No era sólo el hotel Town Hall, me contó, era Buenos Aires entera desmoronándose, cayéndose a pedazos, las aceras reventadas, tapadas con tablones, los cables ilegales del teléfono o de la electricidad que se quemaban de noche y caían ardiendo a la calle, las tiendas de lujo de la calle Florida o del barrio de la Recoleta iluminadas por bujías o velas o lámparas de keroseno en los atardeceres, el ruido monótono de los generadores de electricidad oyéndose en todas partes, la gente yendo de un lado a otro desesperada o alucinada, contando billetes usados en medio de la calle o en los autobuses que se caían de viejos, haciendo colas ante las puertas de los bancos para desprenderse de la irrisoria moneda nacional y comprar dólares.

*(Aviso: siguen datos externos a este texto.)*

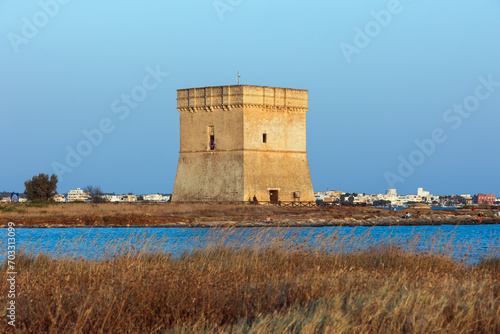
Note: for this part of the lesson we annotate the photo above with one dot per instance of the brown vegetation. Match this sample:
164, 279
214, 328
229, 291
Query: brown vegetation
278, 287
87, 214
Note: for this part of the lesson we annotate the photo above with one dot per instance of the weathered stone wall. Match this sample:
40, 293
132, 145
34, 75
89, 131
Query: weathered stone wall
242, 164
209, 176
285, 172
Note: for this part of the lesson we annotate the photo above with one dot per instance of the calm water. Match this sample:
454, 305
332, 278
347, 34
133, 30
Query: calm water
461, 242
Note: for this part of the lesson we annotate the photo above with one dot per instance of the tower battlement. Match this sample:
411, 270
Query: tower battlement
229, 97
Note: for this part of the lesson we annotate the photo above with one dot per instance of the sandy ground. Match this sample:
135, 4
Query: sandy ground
223, 215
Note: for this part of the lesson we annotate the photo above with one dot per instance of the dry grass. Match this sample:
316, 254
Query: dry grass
140, 214
281, 286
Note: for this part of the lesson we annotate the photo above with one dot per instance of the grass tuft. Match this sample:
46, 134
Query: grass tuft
227, 285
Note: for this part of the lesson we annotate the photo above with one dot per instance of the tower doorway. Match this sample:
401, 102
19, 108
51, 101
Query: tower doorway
273, 196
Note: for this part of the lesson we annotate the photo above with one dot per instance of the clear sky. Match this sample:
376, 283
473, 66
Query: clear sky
402, 94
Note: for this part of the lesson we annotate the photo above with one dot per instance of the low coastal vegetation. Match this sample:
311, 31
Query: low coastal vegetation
339, 284
43, 214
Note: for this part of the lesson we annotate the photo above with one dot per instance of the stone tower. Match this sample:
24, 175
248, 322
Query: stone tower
240, 141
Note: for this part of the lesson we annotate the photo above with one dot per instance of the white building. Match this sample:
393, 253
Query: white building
60, 198
391, 192
77, 195
113, 198
422, 193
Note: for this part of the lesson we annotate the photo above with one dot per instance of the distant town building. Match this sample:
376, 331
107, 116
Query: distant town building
60, 198
391, 192
484, 199
77, 195
422, 193
129, 198
113, 198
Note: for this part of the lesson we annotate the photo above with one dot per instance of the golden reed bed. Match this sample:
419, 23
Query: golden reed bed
279, 286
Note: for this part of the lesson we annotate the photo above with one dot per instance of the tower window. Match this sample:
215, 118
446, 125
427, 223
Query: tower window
211, 138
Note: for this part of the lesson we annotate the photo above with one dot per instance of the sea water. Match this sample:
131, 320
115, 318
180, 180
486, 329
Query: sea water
467, 242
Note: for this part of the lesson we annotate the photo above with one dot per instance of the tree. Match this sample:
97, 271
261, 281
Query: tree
41, 187
95, 194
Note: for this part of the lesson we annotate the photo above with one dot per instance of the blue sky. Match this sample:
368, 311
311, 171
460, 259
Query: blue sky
402, 94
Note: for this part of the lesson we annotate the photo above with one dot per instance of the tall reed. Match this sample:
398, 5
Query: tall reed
268, 282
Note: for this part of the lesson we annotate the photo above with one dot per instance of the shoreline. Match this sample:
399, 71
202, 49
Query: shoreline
434, 220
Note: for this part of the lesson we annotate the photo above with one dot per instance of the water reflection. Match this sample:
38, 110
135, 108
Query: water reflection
459, 242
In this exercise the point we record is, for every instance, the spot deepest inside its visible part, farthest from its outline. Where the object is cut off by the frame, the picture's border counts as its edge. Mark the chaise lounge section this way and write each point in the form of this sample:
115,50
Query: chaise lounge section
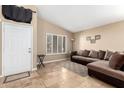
102,71
100,67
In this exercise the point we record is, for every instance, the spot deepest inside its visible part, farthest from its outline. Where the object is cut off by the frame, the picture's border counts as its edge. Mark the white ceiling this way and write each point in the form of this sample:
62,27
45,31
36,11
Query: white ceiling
75,18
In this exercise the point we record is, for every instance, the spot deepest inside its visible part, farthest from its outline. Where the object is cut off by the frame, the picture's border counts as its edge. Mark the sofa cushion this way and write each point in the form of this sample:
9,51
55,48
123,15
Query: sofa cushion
85,53
117,61
108,55
101,54
87,59
93,54
103,67
80,52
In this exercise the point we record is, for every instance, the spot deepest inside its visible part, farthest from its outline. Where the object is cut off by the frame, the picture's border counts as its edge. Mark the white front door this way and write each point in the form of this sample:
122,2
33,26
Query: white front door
17,48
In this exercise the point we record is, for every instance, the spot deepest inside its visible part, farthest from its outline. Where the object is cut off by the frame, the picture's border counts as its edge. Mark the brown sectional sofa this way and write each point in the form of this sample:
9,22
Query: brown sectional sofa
100,69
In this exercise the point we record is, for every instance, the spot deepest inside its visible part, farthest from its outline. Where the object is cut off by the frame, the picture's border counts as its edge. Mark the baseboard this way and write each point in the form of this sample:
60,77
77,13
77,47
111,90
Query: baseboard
33,69
45,62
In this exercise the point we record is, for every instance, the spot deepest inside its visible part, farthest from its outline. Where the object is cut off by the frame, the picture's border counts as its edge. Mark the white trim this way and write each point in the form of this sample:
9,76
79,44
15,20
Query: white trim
57,44
2,49
3,35
33,69
45,62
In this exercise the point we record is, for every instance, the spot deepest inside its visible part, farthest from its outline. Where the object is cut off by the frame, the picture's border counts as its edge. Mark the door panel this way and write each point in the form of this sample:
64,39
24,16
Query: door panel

—Yo me había citado con Mariluz en Buenos Aires, por aquello de conformarla un poco por tantos viajes en que la dejaba sola, ya sabes, una segunda luna de miel. Además, a ella le gustan mucho los tangos, todo lo que sea típico, lo auténtico, como dice ella, nada de imitaciones, se muere por la samba brasileña, y por el fado portugués, pero el tango es que la vuelve loca. Viajar a Buenos Aires y escuchar tangos en El Viejo Almacén era el sueño de su vida, lo más grande, no sé, como para un japonés escuchar el concierto de Aranjuez en Aranjuez. Esto era un miércoles, y ella iba a llegar el viernes, pero cuando vi el aspecto que tenía el hotel estuve a punto de llamarla para que cancelara el billete. Y la llamé, ahora que me acuerdo, pero el teléfono no funcionaba, la gente robaba entonces los cables del teléfono para vender el cobre. Tampoco podía llamar al room service, en caso de que lo hubiera, así que decidí salir a tomar algo antes de que se me hiciera más tarde, y también para no quedarme dormido a deshoras, es lo peor que puedes hacer cuando vuelas tan lejos y se te trastorna el reloj biológico, como yo digo. Actividad, Claudio, es el único remedio, lo peor es quedarse tirado en la cama y ponerse triste mirando la televisión, que también era de pena. Imagínate, eran tan pobres que en los concursos el premio máximo podía ser una cafetera, o una batidora. Guardé mis cosas en el armario, me di una ducha en aquel cuarto de baño repugnante, intenté llamar de nuevo a Mariluz o a recepción y seguía sin haber línea, puse la tele y no había empezado todavía la programación, ya te digo que sólo funcionaba cuatro horas, de seis a diez de la noche. Así que nada, había que tirarse a la calle. Y mira por dónde, justo cuando yo salía de mi habitación vi que se abría una puerta en el otro extremo del pasillo. Pero en vez de a una criada vieja, una mucama, como dicen ellos, o uno de esos huéspedes con cara de momia que hay en los hoteles antiguos, ¿sabes a quién vi aparecer?

Dije que no con impaciencia, ya puerilmente atrapado en el relato: en su manejo de las pausas Abengoa mostraba un perfecto control de los devices narrativos.

—A una tía de caerse de espaldas —dijo, triunfal, tras unos segundos muy calculados de silencio —. A la mujer más guapa que he visto en mi vida.

IV

Abengoa era un yacimiento inagotable de sexismos verbales, un arcaico depósito sedimentario del idioma español (y de las implícitas ideologías patriarcales de dominación) con el que yo me había topado por azar en el aeropuerto de Pittsburgh, aislado no se sabía para cuánto tiempo por uno de los blizzards más tremendos del siglo, según repetían con victorioso entusiasmo los weather men (y women) de la televisión. Me veía a mí mismo como enfrentado a un case study, como un antropólogo que encuentra de repente a uno de los últimos miembros de una tribu al filo de la extinción. ¿Cuántos años habían pasado desde la última vez que yo oí hablar de (quote) «una tía de caerse de espaldas» (unquote)? ¿Diría también Abengoa que aquella mujer a la que vio en el pasillo del Town Hall estaba como un camión o como un tren, o que (comillas, por favor) «tenía un polvazo»?